The maiden resource covers just a quarter of the mineralised area, and the company has stated its intent to rapidly advance through metallurgy and environmental, engineering and mine development studies to optimise its pathway to development.
And early metallurgy has already returned highlights, showing consistent production of high-quality 69.5 per cent iron concentrate and very high magnetite recovery of 93.7 per cent, expected to be produced with low grinding costs from cheap and renewable hydropower.
Cyclone Chief Executive Paul Berend said the company was extremely pleased with the scale and quality of its new JORC resource.

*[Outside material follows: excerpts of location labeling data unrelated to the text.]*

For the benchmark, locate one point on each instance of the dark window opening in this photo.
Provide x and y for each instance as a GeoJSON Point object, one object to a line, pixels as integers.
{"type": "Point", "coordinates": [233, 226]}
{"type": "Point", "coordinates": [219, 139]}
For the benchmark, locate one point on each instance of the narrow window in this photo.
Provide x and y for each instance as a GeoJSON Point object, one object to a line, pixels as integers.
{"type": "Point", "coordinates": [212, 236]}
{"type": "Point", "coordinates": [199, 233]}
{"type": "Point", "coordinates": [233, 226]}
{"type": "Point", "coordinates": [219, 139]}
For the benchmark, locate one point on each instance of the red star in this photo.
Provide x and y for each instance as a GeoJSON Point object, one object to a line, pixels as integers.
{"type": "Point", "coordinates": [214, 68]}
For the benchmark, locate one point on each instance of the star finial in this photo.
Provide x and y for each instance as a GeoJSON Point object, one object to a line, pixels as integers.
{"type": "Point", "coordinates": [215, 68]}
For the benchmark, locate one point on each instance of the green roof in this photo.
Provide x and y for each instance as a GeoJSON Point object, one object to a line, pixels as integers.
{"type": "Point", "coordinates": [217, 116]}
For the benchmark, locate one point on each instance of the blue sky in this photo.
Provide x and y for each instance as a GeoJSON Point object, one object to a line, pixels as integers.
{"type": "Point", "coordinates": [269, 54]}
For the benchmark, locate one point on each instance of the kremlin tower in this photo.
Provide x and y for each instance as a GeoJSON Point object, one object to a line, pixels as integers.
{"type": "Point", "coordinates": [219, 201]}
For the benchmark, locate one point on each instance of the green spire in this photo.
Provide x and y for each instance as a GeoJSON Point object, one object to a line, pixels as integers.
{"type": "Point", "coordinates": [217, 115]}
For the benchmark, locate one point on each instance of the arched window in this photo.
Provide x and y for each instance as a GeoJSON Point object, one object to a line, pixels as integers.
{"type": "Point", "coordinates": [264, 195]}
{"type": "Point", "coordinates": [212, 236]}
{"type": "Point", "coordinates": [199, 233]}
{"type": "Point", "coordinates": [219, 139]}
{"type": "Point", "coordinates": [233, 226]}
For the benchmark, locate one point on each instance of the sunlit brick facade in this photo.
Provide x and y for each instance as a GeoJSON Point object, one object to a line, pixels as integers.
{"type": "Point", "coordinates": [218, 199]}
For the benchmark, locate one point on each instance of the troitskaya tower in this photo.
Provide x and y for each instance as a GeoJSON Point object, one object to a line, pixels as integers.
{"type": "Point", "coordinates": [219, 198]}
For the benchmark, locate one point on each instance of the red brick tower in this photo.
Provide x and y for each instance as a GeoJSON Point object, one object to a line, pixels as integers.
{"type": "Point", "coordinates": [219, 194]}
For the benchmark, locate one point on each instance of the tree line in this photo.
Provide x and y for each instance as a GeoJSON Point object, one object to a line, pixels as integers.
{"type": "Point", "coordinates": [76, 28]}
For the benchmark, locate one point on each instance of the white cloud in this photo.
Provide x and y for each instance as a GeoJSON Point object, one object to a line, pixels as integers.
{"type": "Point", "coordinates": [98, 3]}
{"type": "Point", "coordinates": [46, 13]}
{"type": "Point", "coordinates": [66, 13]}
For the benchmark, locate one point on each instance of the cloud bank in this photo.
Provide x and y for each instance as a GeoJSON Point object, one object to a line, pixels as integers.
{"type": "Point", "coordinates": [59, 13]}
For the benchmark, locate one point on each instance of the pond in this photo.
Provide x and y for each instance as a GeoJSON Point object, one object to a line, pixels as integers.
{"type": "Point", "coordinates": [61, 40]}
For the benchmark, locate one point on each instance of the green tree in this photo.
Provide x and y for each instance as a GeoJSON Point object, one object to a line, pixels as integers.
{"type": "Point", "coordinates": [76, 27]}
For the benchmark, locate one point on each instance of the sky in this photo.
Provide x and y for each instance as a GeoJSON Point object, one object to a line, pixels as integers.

What makes this project exciting and unique is that the Block 103 mineral resource is located less than 20km from an open access heavy haul railway and it is very soft and easy to upgrade to 69.5% Fe concentrate,” Mr Berend said.
“The BWI index is a measure of the ‘hardness’ of the ore and typically one of the main cost drivers to produce a magnetite product,” he added.
“A BWi of 15.5 is very encouraging – particularly combined with the access to plentiful renewable energy, which is fantastic from a sustainability perspective. The BWi of FMG’s similar Iron Bridge project in Australia is 40.”
Fortescue’s Andrew Forrest said it was the most significant relief of his career when Iron Bridge began churning out at 68 per cent. Producing the high-iron magnetite with a premium price tag was worth all the trouble.
Canadian iron
While Canadian iron production is relatively small compared to major producers like Australia and Brazil, its Labrador Trough belt is a central producing region, hosting large deposits of high-grade ore.
And Cyclone now holds one of its own. It has a busy year ahead, with development studies, local engagement, and development and operational partnerships on the list for the next 12 months as it continues drilling and tailoring a high-value product for its potential buyers.